Sunday, December 9, 2007

Dengl 13 No Blasphemy in the Sudan

The British teacher Gillian Gibbons has accepted a pardon to emerge from jail in the Sudan. A pardon implies that she had been guilty of something - in this case not just misnaming a teddy bear, but doing so in a blasphemous way. Monotheistic religions presumably define blasphemy as insulting the Divinity. Islam should not agree, therefore, that to disparage Christ is to blaspheme (Islam has indeed inscribed this distinction on the Dome of the Rock : "... God, ... hath not taken unto Himself a son, and ... hath no partner in the Sovereignty"). To accept that insulting the Prophet Mohammed (whom we respect - but who Islam declares in this inscription can not be a 'partner in the Sovereignty') amounts to blasphemy is to imply that a human being, Mohammed, is a part of or 'partner to' to the Almighty - and that is itself surely a blasphemous thought.
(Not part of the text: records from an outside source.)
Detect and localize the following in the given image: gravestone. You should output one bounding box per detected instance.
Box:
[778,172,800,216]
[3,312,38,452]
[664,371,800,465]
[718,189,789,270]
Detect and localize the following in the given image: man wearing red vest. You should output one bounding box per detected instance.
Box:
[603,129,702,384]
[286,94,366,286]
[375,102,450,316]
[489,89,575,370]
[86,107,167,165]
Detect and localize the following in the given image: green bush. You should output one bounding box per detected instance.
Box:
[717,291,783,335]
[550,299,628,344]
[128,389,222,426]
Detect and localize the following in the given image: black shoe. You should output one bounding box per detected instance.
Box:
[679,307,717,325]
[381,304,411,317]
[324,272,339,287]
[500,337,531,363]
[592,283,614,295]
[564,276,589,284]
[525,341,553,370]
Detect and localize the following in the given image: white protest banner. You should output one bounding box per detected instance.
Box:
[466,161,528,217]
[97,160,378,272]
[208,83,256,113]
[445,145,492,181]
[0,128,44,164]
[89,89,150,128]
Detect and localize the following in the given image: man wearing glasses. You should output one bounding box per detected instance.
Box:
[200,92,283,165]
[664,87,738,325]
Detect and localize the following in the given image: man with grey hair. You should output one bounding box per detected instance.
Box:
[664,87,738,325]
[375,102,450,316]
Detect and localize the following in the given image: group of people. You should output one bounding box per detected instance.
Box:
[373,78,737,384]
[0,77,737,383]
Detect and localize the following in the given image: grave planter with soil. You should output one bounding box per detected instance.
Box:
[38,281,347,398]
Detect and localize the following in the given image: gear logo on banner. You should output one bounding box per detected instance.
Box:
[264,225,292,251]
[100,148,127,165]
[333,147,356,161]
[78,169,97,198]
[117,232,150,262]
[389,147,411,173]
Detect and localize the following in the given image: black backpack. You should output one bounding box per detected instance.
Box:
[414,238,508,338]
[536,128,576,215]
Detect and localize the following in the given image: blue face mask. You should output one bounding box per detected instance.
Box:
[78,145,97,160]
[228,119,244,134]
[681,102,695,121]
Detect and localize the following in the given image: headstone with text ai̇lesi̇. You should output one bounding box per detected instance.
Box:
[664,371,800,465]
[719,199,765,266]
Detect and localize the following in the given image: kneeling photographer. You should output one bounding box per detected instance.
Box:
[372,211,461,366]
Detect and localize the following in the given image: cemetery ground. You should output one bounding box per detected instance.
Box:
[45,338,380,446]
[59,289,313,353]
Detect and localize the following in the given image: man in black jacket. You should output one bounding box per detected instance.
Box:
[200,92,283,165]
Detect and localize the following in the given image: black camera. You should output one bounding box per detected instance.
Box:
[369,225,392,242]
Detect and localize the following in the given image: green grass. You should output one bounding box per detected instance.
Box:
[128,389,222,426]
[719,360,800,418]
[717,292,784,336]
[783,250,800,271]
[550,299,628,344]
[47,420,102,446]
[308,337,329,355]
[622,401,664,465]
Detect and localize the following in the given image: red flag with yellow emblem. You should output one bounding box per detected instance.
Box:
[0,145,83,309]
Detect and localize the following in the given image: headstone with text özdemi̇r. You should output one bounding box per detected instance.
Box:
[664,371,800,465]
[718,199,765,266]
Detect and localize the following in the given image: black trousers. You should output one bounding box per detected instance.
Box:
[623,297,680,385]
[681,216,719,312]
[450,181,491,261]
Ideally, Mrs Gibbons would have argued that, in Islamic terms, she had not committed any blasphemy; we can understand, though, that she used a formula to escape cruel chastisement (we can not accept calling it punishment - which must be defined as a retribution for a valid crime). Ironically, all those party to the "pardon", the Sudanese authorities and the British, have covertly committed a blasphemy, though not in the way originally headlined.